The Research Information Network (RIN) has announced a new report that highlights key issues both for those who produce bibliometric analyses of research performance, and for those who commission and make use of such work.
Bibliometrics is observed to be playing an increasing role in assessing the performance of researchers across the world. But the complexities of both the data sources and the methods of analysis used are little understood by many of those who wish to make use of the results. It has been noted that even measuring the UK's share of the global production of scientific publications is highly complex, with traps for the unwary and huge differences in the published figures.

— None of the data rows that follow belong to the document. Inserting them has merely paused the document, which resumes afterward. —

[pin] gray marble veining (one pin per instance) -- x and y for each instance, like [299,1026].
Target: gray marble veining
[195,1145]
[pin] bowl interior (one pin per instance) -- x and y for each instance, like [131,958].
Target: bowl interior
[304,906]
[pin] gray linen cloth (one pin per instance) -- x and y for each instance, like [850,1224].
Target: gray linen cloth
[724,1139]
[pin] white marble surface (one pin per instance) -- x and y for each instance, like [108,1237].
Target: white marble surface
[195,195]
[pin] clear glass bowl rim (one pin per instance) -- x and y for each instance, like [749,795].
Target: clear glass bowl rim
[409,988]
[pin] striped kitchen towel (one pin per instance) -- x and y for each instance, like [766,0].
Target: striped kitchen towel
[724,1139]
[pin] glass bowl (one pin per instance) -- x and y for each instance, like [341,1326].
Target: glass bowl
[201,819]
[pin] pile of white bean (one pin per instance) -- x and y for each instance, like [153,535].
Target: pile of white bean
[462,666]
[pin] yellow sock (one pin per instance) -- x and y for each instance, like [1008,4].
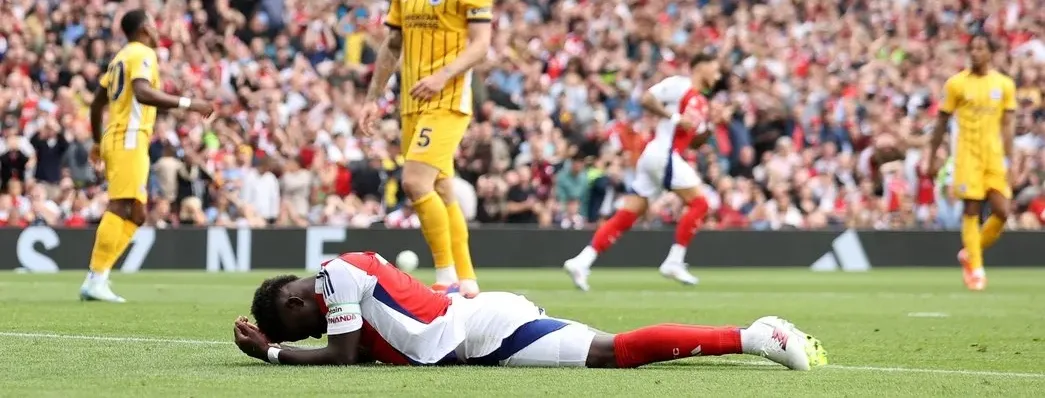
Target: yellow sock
[992,231]
[971,239]
[459,240]
[436,228]
[111,239]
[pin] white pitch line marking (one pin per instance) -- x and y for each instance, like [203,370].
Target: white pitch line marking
[928,314]
[109,338]
[724,361]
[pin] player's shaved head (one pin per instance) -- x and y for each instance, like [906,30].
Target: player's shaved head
[268,300]
[133,22]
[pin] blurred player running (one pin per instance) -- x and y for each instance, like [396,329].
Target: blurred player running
[982,99]
[440,42]
[371,311]
[130,87]
[683,110]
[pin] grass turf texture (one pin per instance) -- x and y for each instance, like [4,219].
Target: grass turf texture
[889,332]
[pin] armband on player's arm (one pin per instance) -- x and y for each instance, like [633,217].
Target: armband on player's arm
[274,355]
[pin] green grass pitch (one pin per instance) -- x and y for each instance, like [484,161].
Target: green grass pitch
[889,332]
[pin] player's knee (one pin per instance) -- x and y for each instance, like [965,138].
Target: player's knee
[634,204]
[444,188]
[418,180]
[973,208]
[601,353]
[138,215]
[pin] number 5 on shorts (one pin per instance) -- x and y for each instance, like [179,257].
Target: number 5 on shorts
[424,137]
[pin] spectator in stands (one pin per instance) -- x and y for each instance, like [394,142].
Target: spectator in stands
[809,89]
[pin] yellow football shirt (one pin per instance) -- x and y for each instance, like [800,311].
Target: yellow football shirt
[435,32]
[128,118]
[978,103]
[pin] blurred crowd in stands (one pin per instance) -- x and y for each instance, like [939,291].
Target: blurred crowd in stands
[811,89]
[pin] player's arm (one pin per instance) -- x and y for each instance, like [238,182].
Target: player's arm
[141,76]
[341,350]
[345,285]
[146,95]
[97,109]
[480,34]
[388,60]
[388,54]
[947,108]
[1008,118]
[654,106]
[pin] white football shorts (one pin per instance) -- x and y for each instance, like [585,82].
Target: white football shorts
[509,330]
[659,169]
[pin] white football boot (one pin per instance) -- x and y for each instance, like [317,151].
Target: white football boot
[468,287]
[678,272]
[96,288]
[579,267]
[779,341]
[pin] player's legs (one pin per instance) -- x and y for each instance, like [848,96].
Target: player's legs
[454,126]
[433,140]
[557,343]
[580,266]
[969,183]
[459,238]
[126,171]
[683,181]
[996,223]
[998,194]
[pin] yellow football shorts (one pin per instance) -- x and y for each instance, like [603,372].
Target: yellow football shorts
[974,177]
[126,165]
[433,137]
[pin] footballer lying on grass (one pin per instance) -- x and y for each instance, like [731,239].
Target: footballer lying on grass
[371,311]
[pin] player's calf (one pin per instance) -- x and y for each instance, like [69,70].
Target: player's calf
[604,237]
[770,337]
[674,264]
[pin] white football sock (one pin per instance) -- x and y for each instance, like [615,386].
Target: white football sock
[587,256]
[446,276]
[748,344]
[676,254]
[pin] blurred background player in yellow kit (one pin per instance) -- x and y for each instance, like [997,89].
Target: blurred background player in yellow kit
[439,41]
[130,87]
[983,100]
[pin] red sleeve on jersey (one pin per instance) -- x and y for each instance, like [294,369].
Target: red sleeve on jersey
[378,349]
[399,290]
[693,108]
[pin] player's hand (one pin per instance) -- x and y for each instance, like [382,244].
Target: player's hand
[430,86]
[250,340]
[95,155]
[687,124]
[933,168]
[368,118]
[202,107]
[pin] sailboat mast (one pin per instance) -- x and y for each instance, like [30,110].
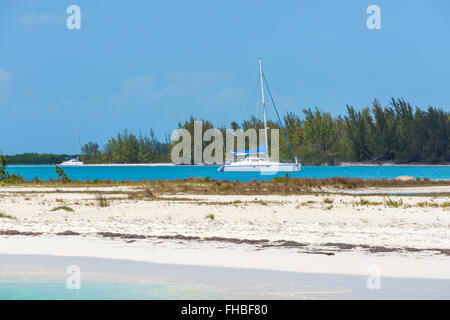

Titled 'The UK's share of world research outputs: an investigation of different data sources and time trends', the report is the result of work undertaken by Grant Lewison and colleagues in the CIBER group at University College London. It analyses the sources and methods used in seven reports that give figures for the UK's percentage presence in world science: Evidence Ltd, Forskningsradet (Research Council of Norway), National Science Foundation, Observatoire des Science and Technologies, SCImago, the European Commission and the Wellcome Trust.
The figures given in different published reports for the UK's percentage share in world science vary by as much as 40 percent, it has been observed. With such major differences, it is difficult for policy-makers and others concerned with the health of the UK research base to get a clear picture of how well it is performing. The RIN report explains how these difference arise, and reflects on the implications for the measurement of UK scientific performance. It emphasises that producers and publishers of bibliometric data must make much more transparent the choices they have made as to data sources and methodology, and the implications of those choices.
Further, the report calls for policy-makers and others interested in the health of the UK research base to take greater care to interrogate the figures that they use and to present them accurately. Otherwise the risk is that policy and related decisions will be made on the basis of false assessments. The report is available online at www.rin.ac.uk/uk_presence_research.